Barbara Blair currently serves as Vice President Programs of the YWCA Board of Directors, she has been involved in the YWCA Board and Junior Board for many years. She is the former Executive Director of Youth Leadership Forum.
Last week was a big week in Birmingham. As we commemorated the 50 years since the start of the Civil Rights Movement and paid tribute to the four little girls killed in the bombing of the Sixteenth Street Baptist Church, there were lots of conversations. Many contemplated the progress that has been made. Still others lamented the current state of race relations and injustice in our communities. As we acknowledge this reality, it encourages all of us to continue to work towards racial justice and unity in our communities. It brings to mind a bumper sticker that I have: “Birmingham… It’s not perfect, but I’m working on it.”
Through my time as a board member of the YWCA, and my previous years as Executive Director of Youth Leadership Forum, a program of Leadership Birmingham, I have had the opportunity to meet hundreds of kids that are “working on it.” These are kids from urban environments, kids from rural areas, from outlying suburbs; kids that seem to have everything, kids that seem to have almost nothing. They come together with a common desire: to learn more about the communities that they live in and to figure how that they can make an impact. In programs like Anytown Alabama and Heritage Panel, both of which are programs of the YWCA, students develop the skills to help discourage bullying and intolerance in their schools. In all these programs, teens from diverse backgrounds get to know each other as individuals, beyond the stereotypes of their race, socio-economic levels and zip codes. It may seem like a simple thing, but just the process of bringing kids together that would not otherwise have the opportunity to interact can be a powerful thing.

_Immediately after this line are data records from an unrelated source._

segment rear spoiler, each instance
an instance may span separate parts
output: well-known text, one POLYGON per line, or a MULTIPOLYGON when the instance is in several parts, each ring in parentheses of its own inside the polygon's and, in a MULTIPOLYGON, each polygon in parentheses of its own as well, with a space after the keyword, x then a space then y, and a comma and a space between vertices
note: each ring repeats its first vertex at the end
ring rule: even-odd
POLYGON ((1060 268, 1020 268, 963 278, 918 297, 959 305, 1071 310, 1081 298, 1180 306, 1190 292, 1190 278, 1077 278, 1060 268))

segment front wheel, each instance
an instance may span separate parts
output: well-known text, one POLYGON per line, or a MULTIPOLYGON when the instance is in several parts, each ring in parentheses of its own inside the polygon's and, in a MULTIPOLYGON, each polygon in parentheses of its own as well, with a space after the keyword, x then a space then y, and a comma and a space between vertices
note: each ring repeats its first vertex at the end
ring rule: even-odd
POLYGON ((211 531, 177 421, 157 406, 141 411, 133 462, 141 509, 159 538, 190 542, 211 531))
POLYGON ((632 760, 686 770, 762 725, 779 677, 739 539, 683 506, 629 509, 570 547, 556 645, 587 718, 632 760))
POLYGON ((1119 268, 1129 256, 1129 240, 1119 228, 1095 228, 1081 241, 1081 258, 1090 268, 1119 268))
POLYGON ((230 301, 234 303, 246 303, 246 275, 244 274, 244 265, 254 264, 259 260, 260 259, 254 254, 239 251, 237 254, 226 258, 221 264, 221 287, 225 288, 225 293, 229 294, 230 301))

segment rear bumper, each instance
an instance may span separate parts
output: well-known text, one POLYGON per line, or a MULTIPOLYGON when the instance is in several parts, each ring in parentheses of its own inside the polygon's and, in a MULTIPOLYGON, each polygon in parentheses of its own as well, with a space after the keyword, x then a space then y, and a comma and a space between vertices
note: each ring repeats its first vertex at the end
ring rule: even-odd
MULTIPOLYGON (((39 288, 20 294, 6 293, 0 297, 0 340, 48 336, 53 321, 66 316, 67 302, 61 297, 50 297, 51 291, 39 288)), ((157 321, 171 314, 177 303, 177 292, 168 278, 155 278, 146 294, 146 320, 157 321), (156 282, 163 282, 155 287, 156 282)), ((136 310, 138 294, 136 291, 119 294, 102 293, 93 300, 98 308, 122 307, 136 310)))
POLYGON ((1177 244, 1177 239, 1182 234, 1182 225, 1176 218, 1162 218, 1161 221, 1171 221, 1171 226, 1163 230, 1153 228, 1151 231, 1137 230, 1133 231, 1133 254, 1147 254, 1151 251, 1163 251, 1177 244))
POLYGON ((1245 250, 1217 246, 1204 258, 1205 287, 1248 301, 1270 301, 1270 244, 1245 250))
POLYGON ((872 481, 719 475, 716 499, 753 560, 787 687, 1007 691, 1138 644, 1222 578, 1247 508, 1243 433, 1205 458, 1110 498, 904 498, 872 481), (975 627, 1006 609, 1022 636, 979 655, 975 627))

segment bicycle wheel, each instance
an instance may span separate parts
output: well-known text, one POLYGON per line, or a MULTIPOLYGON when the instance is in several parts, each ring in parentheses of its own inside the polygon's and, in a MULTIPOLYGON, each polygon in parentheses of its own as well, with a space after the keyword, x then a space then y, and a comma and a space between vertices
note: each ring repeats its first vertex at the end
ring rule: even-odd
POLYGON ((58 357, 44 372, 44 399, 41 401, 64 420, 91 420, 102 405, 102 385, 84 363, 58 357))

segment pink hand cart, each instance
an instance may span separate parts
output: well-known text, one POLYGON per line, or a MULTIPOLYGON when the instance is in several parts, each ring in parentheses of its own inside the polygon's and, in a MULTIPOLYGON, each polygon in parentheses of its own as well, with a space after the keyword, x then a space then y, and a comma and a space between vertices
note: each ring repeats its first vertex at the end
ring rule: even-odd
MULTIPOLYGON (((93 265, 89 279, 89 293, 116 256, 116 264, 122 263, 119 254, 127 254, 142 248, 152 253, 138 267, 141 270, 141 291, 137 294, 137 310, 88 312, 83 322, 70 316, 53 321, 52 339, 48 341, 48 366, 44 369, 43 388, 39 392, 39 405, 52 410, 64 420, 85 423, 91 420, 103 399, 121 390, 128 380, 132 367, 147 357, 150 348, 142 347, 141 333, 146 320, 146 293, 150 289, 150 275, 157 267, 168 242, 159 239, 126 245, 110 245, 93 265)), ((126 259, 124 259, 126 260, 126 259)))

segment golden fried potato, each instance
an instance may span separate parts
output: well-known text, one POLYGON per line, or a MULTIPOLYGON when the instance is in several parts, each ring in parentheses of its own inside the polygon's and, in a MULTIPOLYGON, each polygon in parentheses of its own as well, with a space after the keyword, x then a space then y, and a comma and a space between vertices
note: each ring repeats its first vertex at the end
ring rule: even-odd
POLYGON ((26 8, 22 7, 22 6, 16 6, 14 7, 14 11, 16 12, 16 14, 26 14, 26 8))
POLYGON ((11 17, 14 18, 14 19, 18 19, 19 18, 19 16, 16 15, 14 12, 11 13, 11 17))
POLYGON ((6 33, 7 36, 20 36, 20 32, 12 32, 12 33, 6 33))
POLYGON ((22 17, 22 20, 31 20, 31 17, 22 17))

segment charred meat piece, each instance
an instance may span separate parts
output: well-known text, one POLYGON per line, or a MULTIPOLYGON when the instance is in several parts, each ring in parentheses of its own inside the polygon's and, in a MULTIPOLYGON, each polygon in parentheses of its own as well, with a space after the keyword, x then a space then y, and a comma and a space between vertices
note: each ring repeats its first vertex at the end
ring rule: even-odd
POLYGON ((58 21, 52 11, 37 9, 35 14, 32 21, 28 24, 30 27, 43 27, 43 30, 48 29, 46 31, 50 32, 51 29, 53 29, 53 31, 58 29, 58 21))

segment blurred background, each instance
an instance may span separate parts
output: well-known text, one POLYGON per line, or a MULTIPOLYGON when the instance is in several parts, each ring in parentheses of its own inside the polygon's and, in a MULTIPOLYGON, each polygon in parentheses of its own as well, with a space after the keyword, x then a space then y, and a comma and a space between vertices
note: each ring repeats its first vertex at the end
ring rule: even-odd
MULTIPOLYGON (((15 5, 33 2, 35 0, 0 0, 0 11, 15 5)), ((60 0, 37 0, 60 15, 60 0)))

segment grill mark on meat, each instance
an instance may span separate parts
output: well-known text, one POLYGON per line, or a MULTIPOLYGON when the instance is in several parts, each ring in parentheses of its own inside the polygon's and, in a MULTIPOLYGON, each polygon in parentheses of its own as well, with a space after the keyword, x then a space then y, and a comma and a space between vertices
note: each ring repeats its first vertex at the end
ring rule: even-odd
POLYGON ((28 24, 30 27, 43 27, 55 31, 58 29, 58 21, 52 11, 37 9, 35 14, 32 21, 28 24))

I’m reminded of a favorite quote from Martin Luther King, Jr., “Men often hate each other because they fear each other; they fear each other because they don’t know each other; they don’t know each other because they cannot communicate; they cannot communicate because they are separated.” That separation is still somewhat present today, and the social justice programs of the YWCA provide a way to break down those barriers that keep us separated. The YWCA, through its actions and programs, help us all to keep “working on it.”